Archaeologists in southeastern China found evidence of ancient beer consumption tucked away in some of the ceramic vessels at the site. Because the excavation also turned up two human skeletons, the research team believes the beer was ritually consumed, perhaps to honour the dead.
The burial site, called Qiaotou, is a platform mound about three-quarters the size of a football field. Besides the human remains, the archaeologists discovered several different pits filled with pottery. And within those pots the researchers found ancient crud — starches, fossilised plant residue, and fungal remains — that indicated some of those vessels held alcohol. The team’s results were published last month in PLOS One.
In all, there were four bowls, nine jars, and seven long-necked hu pots within the site. Hu pots — the ones found at Qiaotou are slender and flared at the top, looking a bit like a goldfish stood on its head — are known from later historical periods for containing alcohol. The archaeologists analysed the microfossil residues from the interior surfaces of the hu pots to determine they had been used for drinking; the 9,000-year-old brew the pots once held was a rice beer crafted using a mould starter.
Beer making is generally a two-step process. First, enzymes break down starches into sugars, a process called saccharification. Then, yeasts change those sugars into alcohol and carbon dioxide, which is fermentation. The presence of both the botanical and microbial materials necessary for the two processes is how the researchers determined the purpose of the vessels.

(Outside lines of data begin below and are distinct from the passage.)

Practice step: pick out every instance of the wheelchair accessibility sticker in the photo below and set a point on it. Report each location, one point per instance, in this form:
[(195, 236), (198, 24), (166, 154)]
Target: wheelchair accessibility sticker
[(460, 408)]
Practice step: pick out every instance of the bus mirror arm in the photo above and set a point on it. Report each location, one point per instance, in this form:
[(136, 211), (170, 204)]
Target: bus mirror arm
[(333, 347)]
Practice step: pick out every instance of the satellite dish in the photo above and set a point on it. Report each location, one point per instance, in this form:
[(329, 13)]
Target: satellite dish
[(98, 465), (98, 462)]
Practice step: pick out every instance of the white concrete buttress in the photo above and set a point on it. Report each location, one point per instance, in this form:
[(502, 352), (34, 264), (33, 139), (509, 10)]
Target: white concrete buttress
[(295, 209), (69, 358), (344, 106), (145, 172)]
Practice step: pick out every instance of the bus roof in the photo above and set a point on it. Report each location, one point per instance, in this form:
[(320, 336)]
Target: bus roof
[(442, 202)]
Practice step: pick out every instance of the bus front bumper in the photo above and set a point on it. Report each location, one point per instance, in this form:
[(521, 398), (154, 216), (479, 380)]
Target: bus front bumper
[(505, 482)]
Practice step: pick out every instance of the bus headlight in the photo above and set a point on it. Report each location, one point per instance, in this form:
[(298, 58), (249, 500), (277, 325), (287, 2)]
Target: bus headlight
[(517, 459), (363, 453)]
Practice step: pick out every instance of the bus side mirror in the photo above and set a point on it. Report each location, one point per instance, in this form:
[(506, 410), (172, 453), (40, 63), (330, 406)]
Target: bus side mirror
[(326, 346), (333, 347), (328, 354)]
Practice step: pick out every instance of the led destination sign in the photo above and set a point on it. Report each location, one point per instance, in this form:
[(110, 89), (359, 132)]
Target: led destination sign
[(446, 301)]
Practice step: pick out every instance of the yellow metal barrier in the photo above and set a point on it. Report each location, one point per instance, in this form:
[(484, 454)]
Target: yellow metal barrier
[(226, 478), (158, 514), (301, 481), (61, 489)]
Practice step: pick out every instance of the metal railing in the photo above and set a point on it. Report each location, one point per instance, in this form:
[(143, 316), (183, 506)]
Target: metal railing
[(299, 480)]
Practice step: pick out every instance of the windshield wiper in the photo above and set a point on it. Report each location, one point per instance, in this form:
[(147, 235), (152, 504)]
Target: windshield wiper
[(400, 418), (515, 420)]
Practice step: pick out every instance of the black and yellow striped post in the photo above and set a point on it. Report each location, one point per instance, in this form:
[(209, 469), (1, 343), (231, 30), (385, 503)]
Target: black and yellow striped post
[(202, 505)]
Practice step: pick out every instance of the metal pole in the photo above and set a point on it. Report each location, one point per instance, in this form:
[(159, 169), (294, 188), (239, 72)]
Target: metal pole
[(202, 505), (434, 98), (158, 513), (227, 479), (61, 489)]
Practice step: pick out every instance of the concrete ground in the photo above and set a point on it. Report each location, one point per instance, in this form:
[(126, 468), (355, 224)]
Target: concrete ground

“Our results revealed that the pottery vessels were used to hold beer, in its most general sense — a fermented beverage made of rice (Oryza sp.), a grain called Job’s tears (Coix lacryma-jobi), and unidentified tubers,” said Jiajing Wang, an archaeologist at Dartmouth College and lead author of the study, in a press release. “This ancient beer though would not have been like the IPA that we have today. Instead, it was likely a slightly fermented and sweet beverage, which was probably cloudy in colour.”
The ancient residents of Qiaotou using rice in their alcohol isn’t surprising, given their location; that swath of southern China remains a big rice producer. When the site at Qiaotou was occupied, rice was still in its early days of domestication, perhaps making the complicated process of fermenting alcoholic beverages all the more impressive.
Besides the plant remains, the residue analysis also turned up traces of mould, which acts as a starter in fermentation processes. Similar moldy findings were made at an 8,000-year-old site, the recent team reported, making theirs the oldest known to use such a mould in its fermentation processes. That said, the team isn’t certain that the beer production was intentional.
“We don’t know how people made the mould 9,000 years ago, as fermentation can happen naturally,” says Wang. “If people had some leftover rice and the grains became mouldy, they may have noticed that the grains became sweeter and alcoholic with age. While people may not have known the biochemistry associated with grains that became mouldy, they probably observed the fermentation process and leveraged it through trial and error.”
Based on the high-quality of the pottery at Qiaotou and the large amount of rice at the site, which contrasts with the relatively small amounts of rice found at other sites of similar age, the archaeological team believes the beer may have been a luxury consumable, something to break out only for events of particular significance.
The beer at Qiaotou isn’t the oldest beer ever found — evidence of beer has turned up at sites in Israel and Turkey from over 10,000 years ago — but its circumstances illustrate the importance of such alcoholic beverages in ancient cultural events.